Craig Leon, the producer who shaped the new wave of the late 1970s
(Ramones,
Suicide,
Blondie,
Richard Hell)
recorded the
naive instrumental electronic album Nommos (Takoma, 1981).
Ring With Three Concentric Discs and
Donkeys Bearing Cups weave a simple loop of a polyrhythm around
a drone, sounding like an African remix of Neu's motorik rhythm
Another simple loop, of an industrial polyrhythm, propels Nommo
to a marriage with a synth drone that imports Brian Eno's ambient music.
A majestic organ drone gently floats over the syncopated percussive loop of
She Wears A Hemispherical Skull Cap.
The eleven-minute Four Eyes To See The Afterlife tests the patience
of the listener: it takes forever for something to emerge out of the
(not incredibly entertaining) percussive loop, and that "something" is only
a few electronic bubbles and a distant vocal sample.
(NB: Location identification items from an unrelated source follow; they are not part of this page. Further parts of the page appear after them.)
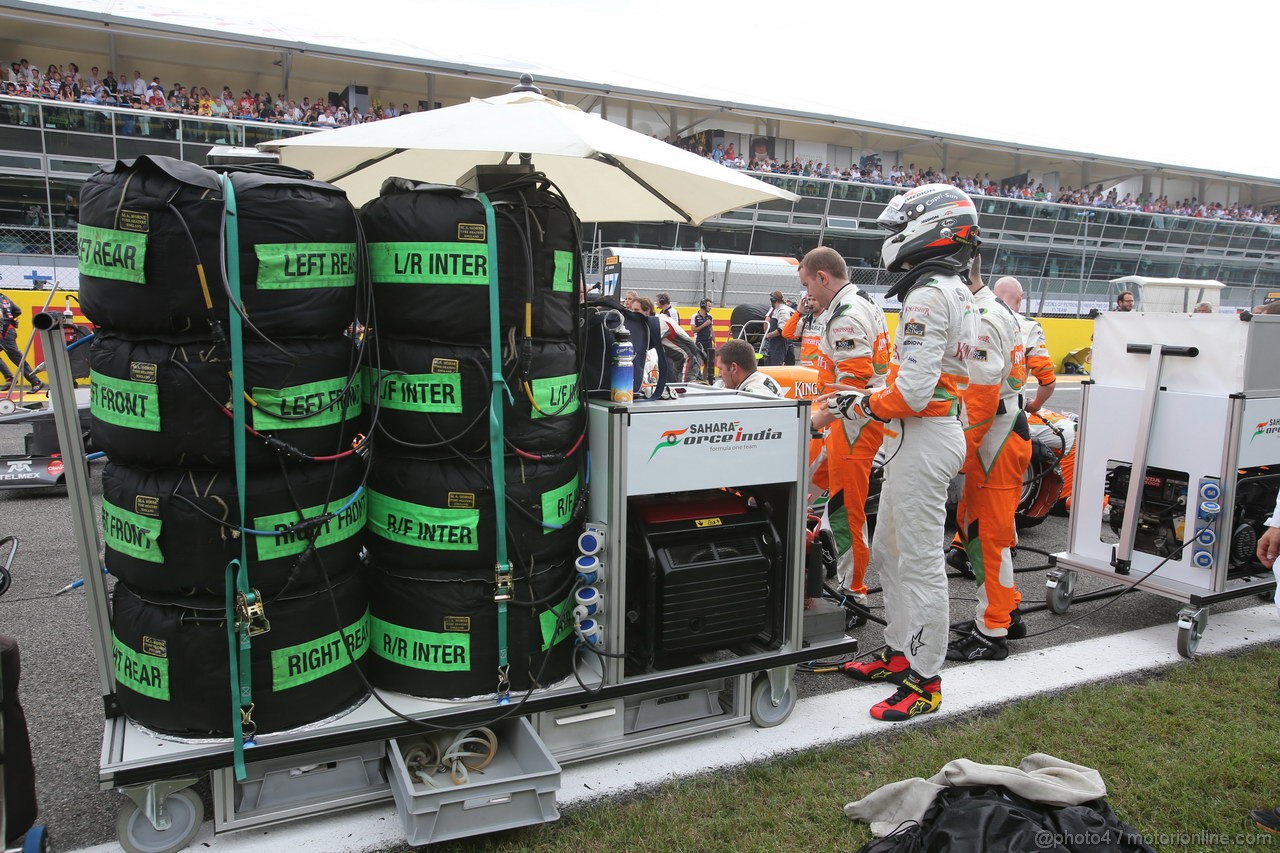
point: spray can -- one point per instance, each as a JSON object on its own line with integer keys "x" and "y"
{"x": 622, "y": 377}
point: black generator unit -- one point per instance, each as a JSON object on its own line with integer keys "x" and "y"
{"x": 704, "y": 574}
{"x": 1161, "y": 514}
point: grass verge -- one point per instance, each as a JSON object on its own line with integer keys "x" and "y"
{"x": 1185, "y": 755}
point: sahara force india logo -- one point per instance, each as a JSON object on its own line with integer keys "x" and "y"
{"x": 1266, "y": 428}
{"x": 716, "y": 433}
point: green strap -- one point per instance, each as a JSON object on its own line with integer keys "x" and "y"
{"x": 502, "y": 570}
{"x": 237, "y": 570}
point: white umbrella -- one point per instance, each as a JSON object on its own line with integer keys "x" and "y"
{"x": 606, "y": 172}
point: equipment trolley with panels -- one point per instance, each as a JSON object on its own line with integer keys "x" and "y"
{"x": 1178, "y": 461}
{"x": 690, "y": 596}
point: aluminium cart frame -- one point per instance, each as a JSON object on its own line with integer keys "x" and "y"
{"x": 156, "y": 772}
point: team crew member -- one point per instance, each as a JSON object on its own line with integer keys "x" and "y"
{"x": 703, "y": 327}
{"x": 776, "y": 347}
{"x": 1056, "y": 432}
{"x": 999, "y": 450}
{"x": 935, "y": 233}
{"x": 1040, "y": 361}
{"x": 807, "y": 325}
{"x": 9, "y": 314}
{"x": 853, "y": 352}
{"x": 736, "y": 365}
{"x": 1269, "y": 548}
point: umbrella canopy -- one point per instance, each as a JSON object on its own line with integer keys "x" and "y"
{"x": 606, "y": 172}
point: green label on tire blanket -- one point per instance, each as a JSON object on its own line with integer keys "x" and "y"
{"x": 131, "y": 533}
{"x": 429, "y": 263}
{"x": 135, "y": 405}
{"x": 425, "y": 392}
{"x": 106, "y": 252}
{"x": 291, "y": 267}
{"x": 287, "y": 542}
{"x": 558, "y": 505}
{"x": 319, "y": 657}
{"x": 554, "y": 396}
{"x": 549, "y": 619}
{"x": 316, "y": 404}
{"x": 435, "y": 651}
{"x": 144, "y": 674}
{"x": 562, "y": 281}
{"x": 424, "y": 527}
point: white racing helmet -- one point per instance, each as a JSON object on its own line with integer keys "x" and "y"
{"x": 932, "y": 222}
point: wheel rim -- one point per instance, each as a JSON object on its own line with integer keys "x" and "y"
{"x": 763, "y": 711}
{"x": 145, "y": 838}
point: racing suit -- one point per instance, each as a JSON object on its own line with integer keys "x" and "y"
{"x": 936, "y": 334}
{"x": 1056, "y": 432}
{"x": 760, "y": 383}
{"x": 853, "y": 352}
{"x": 9, "y": 314}
{"x": 997, "y": 452}
{"x": 808, "y": 325}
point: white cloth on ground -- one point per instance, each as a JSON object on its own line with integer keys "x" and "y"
{"x": 1040, "y": 778}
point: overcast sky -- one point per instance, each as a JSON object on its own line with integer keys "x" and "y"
{"x": 1178, "y": 83}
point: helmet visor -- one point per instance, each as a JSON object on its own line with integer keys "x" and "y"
{"x": 894, "y": 218}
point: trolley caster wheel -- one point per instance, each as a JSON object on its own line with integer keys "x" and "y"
{"x": 1059, "y": 591}
{"x": 1191, "y": 628}
{"x": 764, "y": 714}
{"x": 36, "y": 840}
{"x": 137, "y": 835}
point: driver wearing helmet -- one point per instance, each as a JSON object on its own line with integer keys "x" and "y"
{"x": 933, "y": 238}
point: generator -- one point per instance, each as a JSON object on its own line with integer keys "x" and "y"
{"x": 703, "y": 574}
{"x": 1178, "y": 461}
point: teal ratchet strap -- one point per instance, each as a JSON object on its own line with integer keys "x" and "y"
{"x": 503, "y": 582}
{"x": 242, "y": 601}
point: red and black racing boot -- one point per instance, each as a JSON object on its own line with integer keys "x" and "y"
{"x": 915, "y": 696}
{"x": 890, "y": 665}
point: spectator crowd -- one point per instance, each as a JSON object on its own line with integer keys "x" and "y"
{"x": 55, "y": 82}
{"x": 912, "y": 176}
{"x": 23, "y": 80}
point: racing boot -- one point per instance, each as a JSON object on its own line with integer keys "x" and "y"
{"x": 959, "y": 561}
{"x": 890, "y": 665}
{"x": 977, "y": 646}
{"x": 914, "y": 696}
{"x": 1016, "y": 626}
{"x": 855, "y": 607}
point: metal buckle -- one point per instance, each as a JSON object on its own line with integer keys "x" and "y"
{"x": 248, "y": 729}
{"x": 503, "y": 587}
{"x": 251, "y": 614}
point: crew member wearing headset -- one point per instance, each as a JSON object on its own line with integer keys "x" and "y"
{"x": 933, "y": 237}
{"x": 853, "y": 354}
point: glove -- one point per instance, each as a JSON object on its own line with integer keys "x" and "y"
{"x": 851, "y": 405}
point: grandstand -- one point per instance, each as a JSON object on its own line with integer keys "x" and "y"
{"x": 1064, "y": 254}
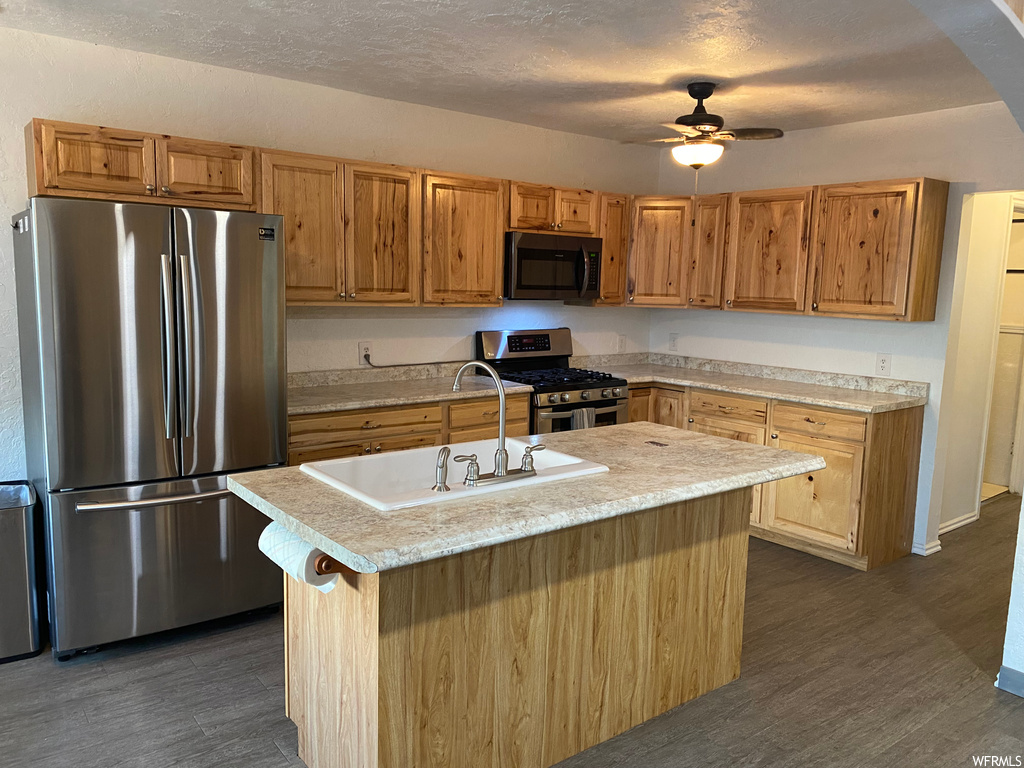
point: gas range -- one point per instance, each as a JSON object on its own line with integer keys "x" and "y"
{"x": 563, "y": 397}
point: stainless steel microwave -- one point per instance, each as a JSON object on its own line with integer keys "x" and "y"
{"x": 552, "y": 267}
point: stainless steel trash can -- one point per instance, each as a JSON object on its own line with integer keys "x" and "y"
{"x": 19, "y": 635}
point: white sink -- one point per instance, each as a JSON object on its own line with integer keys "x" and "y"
{"x": 403, "y": 478}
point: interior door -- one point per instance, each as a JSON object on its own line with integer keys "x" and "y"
{"x": 231, "y": 313}
{"x": 108, "y": 338}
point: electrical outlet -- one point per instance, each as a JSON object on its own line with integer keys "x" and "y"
{"x": 366, "y": 348}
{"x": 884, "y": 364}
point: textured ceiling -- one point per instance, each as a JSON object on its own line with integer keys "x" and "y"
{"x": 605, "y": 68}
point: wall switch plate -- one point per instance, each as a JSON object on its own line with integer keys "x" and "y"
{"x": 884, "y": 364}
{"x": 366, "y": 348}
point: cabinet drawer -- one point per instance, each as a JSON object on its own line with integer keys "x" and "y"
{"x": 704, "y": 402}
{"x": 484, "y": 412}
{"x": 326, "y": 429}
{"x": 823, "y": 423}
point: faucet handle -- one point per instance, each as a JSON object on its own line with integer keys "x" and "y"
{"x": 472, "y": 468}
{"x": 527, "y": 457}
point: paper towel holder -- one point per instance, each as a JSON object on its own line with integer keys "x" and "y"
{"x": 325, "y": 564}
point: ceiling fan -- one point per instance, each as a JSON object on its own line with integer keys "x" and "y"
{"x": 702, "y": 132}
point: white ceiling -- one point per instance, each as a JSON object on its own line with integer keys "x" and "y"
{"x": 605, "y": 68}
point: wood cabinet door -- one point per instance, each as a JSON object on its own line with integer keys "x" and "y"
{"x": 708, "y": 260}
{"x": 306, "y": 190}
{"x": 578, "y": 211}
{"x": 382, "y": 233}
{"x": 862, "y": 248}
{"x": 531, "y": 206}
{"x": 767, "y": 255}
{"x": 463, "y": 240}
{"x": 614, "y": 232}
{"x": 659, "y": 250}
{"x": 821, "y": 506}
{"x": 668, "y": 408}
{"x": 639, "y": 404}
{"x": 207, "y": 171}
{"x": 733, "y": 430}
{"x": 88, "y": 158}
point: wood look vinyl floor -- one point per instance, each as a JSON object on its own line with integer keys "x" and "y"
{"x": 841, "y": 669}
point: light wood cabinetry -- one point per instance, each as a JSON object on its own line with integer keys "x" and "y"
{"x": 878, "y": 248}
{"x": 553, "y": 209}
{"x": 463, "y": 240}
{"x": 659, "y": 250}
{"x": 306, "y": 190}
{"x": 614, "y": 233}
{"x": 708, "y": 259}
{"x": 90, "y": 161}
{"x": 769, "y": 242}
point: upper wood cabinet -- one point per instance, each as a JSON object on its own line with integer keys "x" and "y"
{"x": 382, "y": 233}
{"x": 68, "y": 157}
{"x": 878, "y": 247}
{"x": 463, "y": 240}
{"x": 659, "y": 251}
{"x": 614, "y": 233}
{"x": 550, "y": 208}
{"x": 88, "y": 161}
{"x": 190, "y": 170}
{"x": 306, "y": 190}
{"x": 767, "y": 257}
{"x": 708, "y": 259}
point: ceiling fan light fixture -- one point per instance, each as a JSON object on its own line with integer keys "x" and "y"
{"x": 696, "y": 154}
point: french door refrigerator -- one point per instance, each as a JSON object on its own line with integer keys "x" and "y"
{"x": 153, "y": 364}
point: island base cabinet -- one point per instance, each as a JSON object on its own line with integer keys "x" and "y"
{"x": 523, "y": 653}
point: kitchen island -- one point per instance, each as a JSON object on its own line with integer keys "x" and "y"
{"x": 520, "y": 628}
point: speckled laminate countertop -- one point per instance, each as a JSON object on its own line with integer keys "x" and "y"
{"x": 353, "y": 396}
{"x": 793, "y": 391}
{"x": 686, "y": 465}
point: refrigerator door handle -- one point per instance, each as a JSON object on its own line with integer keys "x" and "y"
{"x": 170, "y": 364}
{"x": 189, "y": 346}
{"x": 159, "y": 501}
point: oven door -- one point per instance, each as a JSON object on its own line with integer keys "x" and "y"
{"x": 562, "y": 419}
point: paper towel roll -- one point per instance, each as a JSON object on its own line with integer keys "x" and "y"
{"x": 295, "y": 556}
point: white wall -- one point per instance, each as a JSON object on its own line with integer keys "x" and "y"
{"x": 66, "y": 80}
{"x": 931, "y": 144}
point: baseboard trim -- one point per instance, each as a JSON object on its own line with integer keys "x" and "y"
{"x": 1011, "y": 680}
{"x": 929, "y": 549}
{"x": 958, "y": 522}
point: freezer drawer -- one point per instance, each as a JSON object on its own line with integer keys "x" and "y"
{"x": 131, "y": 561}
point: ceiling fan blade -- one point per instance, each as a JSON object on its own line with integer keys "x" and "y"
{"x": 755, "y": 134}
{"x": 684, "y": 129}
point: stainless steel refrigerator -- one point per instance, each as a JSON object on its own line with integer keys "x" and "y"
{"x": 153, "y": 365}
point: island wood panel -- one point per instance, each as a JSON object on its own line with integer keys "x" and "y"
{"x": 769, "y": 242}
{"x": 463, "y": 240}
{"x": 529, "y": 651}
{"x": 708, "y": 260}
{"x": 863, "y": 248}
{"x": 614, "y": 231}
{"x": 208, "y": 171}
{"x": 382, "y": 233}
{"x": 659, "y": 251}
{"x": 307, "y": 193}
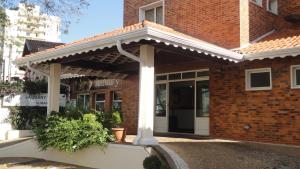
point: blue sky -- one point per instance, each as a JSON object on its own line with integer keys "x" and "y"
{"x": 101, "y": 16}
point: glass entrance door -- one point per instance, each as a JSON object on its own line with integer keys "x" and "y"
{"x": 182, "y": 106}
{"x": 202, "y": 108}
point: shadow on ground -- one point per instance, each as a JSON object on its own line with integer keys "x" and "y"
{"x": 29, "y": 163}
{"x": 236, "y": 155}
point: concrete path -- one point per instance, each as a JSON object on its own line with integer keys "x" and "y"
{"x": 12, "y": 142}
{"x": 30, "y": 163}
{"x": 223, "y": 154}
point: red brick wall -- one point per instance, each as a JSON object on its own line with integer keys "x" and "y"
{"x": 130, "y": 97}
{"x": 273, "y": 115}
{"x": 212, "y": 21}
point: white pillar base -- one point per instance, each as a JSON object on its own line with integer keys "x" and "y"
{"x": 146, "y": 97}
{"x": 139, "y": 140}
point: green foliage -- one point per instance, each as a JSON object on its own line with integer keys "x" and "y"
{"x": 153, "y": 162}
{"x": 107, "y": 119}
{"x": 27, "y": 118}
{"x": 69, "y": 135}
{"x": 35, "y": 87}
{"x": 7, "y": 88}
{"x": 30, "y": 87}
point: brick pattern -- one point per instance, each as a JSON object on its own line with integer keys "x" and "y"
{"x": 273, "y": 115}
{"x": 130, "y": 97}
{"x": 214, "y": 22}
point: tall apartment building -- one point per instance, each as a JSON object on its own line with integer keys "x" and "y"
{"x": 25, "y": 22}
{"x": 219, "y": 68}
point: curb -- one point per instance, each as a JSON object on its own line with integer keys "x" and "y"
{"x": 172, "y": 158}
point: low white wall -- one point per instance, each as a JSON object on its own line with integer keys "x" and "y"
{"x": 16, "y": 134}
{"x": 115, "y": 156}
{"x": 4, "y": 125}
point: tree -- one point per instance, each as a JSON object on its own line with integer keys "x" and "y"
{"x": 65, "y": 9}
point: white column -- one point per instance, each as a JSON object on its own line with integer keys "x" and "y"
{"x": 54, "y": 88}
{"x": 146, "y": 97}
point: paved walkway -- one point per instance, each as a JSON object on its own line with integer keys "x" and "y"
{"x": 30, "y": 163}
{"x": 222, "y": 154}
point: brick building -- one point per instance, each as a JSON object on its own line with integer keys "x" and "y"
{"x": 227, "y": 69}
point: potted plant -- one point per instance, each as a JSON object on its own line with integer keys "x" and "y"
{"x": 118, "y": 132}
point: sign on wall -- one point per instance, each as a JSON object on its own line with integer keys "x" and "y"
{"x": 39, "y": 100}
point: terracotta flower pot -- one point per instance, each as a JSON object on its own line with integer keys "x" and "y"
{"x": 119, "y": 133}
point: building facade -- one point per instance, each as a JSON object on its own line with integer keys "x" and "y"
{"x": 225, "y": 69}
{"x": 25, "y": 22}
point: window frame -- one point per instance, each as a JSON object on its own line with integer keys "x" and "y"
{"x": 100, "y": 101}
{"x": 154, "y": 5}
{"x": 294, "y": 77}
{"x": 116, "y": 101}
{"x": 257, "y": 3}
{"x": 270, "y": 10}
{"x": 84, "y": 100}
{"x": 248, "y": 73}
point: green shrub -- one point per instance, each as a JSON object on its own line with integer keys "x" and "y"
{"x": 70, "y": 135}
{"x": 7, "y": 88}
{"x": 74, "y": 113}
{"x": 153, "y": 162}
{"x": 27, "y": 118}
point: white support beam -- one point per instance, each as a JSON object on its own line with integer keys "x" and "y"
{"x": 54, "y": 88}
{"x": 146, "y": 97}
{"x": 105, "y": 56}
{"x": 116, "y": 57}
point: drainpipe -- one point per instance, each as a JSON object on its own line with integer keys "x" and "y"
{"x": 48, "y": 76}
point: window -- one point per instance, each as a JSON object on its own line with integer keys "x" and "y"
{"x": 100, "y": 101}
{"x": 202, "y": 98}
{"x": 117, "y": 101}
{"x": 175, "y": 76}
{"x": 295, "y": 76}
{"x": 258, "y": 79}
{"x": 83, "y": 101}
{"x": 257, "y": 2}
{"x": 272, "y": 6}
{"x": 161, "y": 100}
{"x": 153, "y": 12}
{"x": 188, "y": 75}
{"x": 161, "y": 77}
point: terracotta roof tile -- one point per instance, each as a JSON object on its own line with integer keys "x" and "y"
{"x": 283, "y": 39}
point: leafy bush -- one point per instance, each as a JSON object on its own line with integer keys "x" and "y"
{"x": 35, "y": 87}
{"x": 7, "y": 88}
{"x": 40, "y": 86}
{"x": 70, "y": 135}
{"x": 153, "y": 162}
{"x": 27, "y": 118}
{"x": 107, "y": 119}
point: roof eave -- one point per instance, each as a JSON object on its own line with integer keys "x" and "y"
{"x": 147, "y": 33}
{"x": 273, "y": 54}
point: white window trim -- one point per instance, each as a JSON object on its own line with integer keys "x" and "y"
{"x": 293, "y": 76}
{"x": 150, "y": 6}
{"x": 248, "y": 72}
{"x": 84, "y": 99}
{"x": 268, "y": 7}
{"x": 99, "y": 101}
{"x": 258, "y": 4}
Not worthy of throbbing techno music, not worthy of new-age music, and
certainly not worthy of the new wave, that was producing way more creative
music.
Leon then recorded a follow-up, Visiting (1982), that is less
ambitious, but still
as far removed from the punk ethos (that he helped promote) as it can get.
The two albums were reissued as
Anthology of Interplanetary Folk Music Vol 1 (RVNG, 2014).